Nandan has experienced both sides of the NHS, both as a lifelong employee and as a patient, after his own daughter saved his life following a cardiac arrest at the gym. His daughter – also a doctor – is trained in cardiopulmonary resuscitation (CPR), which meant he was able to be saved with chest compressions to keep blood moving through the body, before being transported to hospital and thankfully making a full recovery.
Nandan said: “I have worked in the NHS for over 35 years and have personally worked on a lot of cases where medical intervention was lifesaving. But one day the shoe was on the other foot and I had to be resuscitated. My daughter thankfully knew CPR – but I could easily not have been so lucky.
“The experience has changed my perspective on life altogether and I truly believe everybody should know CPR, because you never know when you might need it, or for who. If it’s given correctly and early enough, a full recovery like mine is possible – which is why we’re so fortunate that NHS charities are teaching these skills in our communities.”
Since this life-altering experience, Nandan has become a strong advocate for community CPR training funded by the Betsi Cadwaladr University Health Board’s charity, Awyr Las. The charity, through it ‘Keep the Beats’ Fund has recently funded over 40 Community Public Access Defibrillators (CPADs), devices that can deliver an electric shock to a casualty in cardiac arrest, and funding also goes towards maintaining this vital equipment. The charity has also funded a PADS Officer and training to educate the community on the use of CPADs and how to administer life-saving CPR when every second counts.
There are over 230 NHS charities in the UK, and together they help our health service go further than would be possible with government funding alone. They fund innovative research and pioneering new technologies, accommodation and support to make hospital feel less like hospital, and extra services so more of us can access better care.
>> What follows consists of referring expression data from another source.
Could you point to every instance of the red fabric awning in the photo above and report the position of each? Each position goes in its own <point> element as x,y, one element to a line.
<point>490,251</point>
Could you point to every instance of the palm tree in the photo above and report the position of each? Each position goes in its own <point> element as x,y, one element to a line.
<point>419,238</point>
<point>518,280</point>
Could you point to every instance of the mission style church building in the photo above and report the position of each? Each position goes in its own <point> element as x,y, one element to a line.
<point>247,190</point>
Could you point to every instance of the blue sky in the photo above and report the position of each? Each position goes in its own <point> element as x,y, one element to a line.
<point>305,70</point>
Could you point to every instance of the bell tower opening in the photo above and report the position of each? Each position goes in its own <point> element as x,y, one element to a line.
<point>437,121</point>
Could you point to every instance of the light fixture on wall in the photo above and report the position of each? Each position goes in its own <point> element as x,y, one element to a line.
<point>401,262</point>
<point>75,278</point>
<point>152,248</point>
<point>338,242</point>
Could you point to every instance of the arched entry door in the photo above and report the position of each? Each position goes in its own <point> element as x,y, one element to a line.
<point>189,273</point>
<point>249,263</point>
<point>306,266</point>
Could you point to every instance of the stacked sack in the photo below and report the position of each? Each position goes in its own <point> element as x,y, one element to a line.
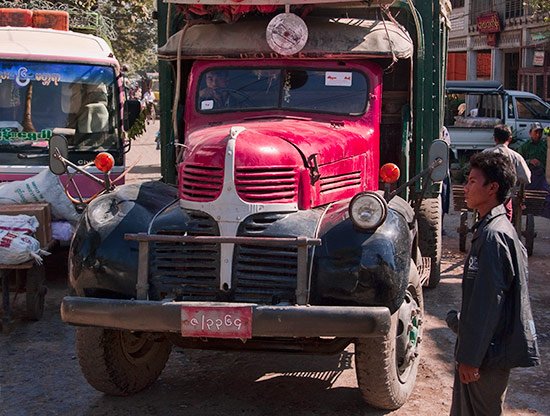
<point>17,245</point>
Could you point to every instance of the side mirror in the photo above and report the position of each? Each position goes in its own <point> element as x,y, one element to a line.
<point>58,146</point>
<point>439,155</point>
<point>132,109</point>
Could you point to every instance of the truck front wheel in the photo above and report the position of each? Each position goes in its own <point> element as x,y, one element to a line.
<point>120,363</point>
<point>386,367</point>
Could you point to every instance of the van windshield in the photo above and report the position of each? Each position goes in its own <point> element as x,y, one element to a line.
<point>39,99</point>
<point>312,90</point>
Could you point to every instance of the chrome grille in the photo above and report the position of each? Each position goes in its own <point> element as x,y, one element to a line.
<point>265,274</point>
<point>187,271</point>
<point>261,274</point>
<point>200,183</point>
<point>267,184</point>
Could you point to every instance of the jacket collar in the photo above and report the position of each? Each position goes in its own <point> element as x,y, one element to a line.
<point>494,213</point>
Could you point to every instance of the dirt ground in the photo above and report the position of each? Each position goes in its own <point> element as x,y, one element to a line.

Rankin, who has photographed the likes of the Queen, David Bowie, Madonna and Kate Moss, adds: “The thing I’ve learned from all these people is how much of a massive contribution NHS charities make to the national health service. You don’t realise the scale of support that’s out there – they fund research and new technologies, accommodation and support for patients, and extra services so more of us can access better care. I used to work in the NHS but honestly had no idea, and it really has been eye opening.”
Ellie Orton OBE, Chief Executive at NHS Charities Together, said: “It’s been incredibly inspiring meeting Nandan, and everyone involved in this project, and hearing their stories. 75 years after the NHS was founded, charity support has never been more important, and with your help we can continue to help the NHS for generations to come. On 5 July, you can support the charity that means the most to you and celebrate 75 years of the NHS by hosting an NHS Big Tea party. We hope some of these stories show the astonishing impact one person’s generosity can have.”
Kirsty Thomson at Awyr Las, said: “Nandan’s story is incredible. Thanks to the support of many local people and organisations who have helped to fund CPR training and defibrillators, Awyr Las has been able to help ensure others who have an out of hospital cardiac arrest can go on to live full lives like Nandan. The support we receive makes a very real difference for people in our communities as well as patients in our hospitals.”
‘Love and Charity: A History of Giving in the NHS’ will be exhibited at the Saatchi gallery in London from 31st May – 11th June 2023 and is free to the public.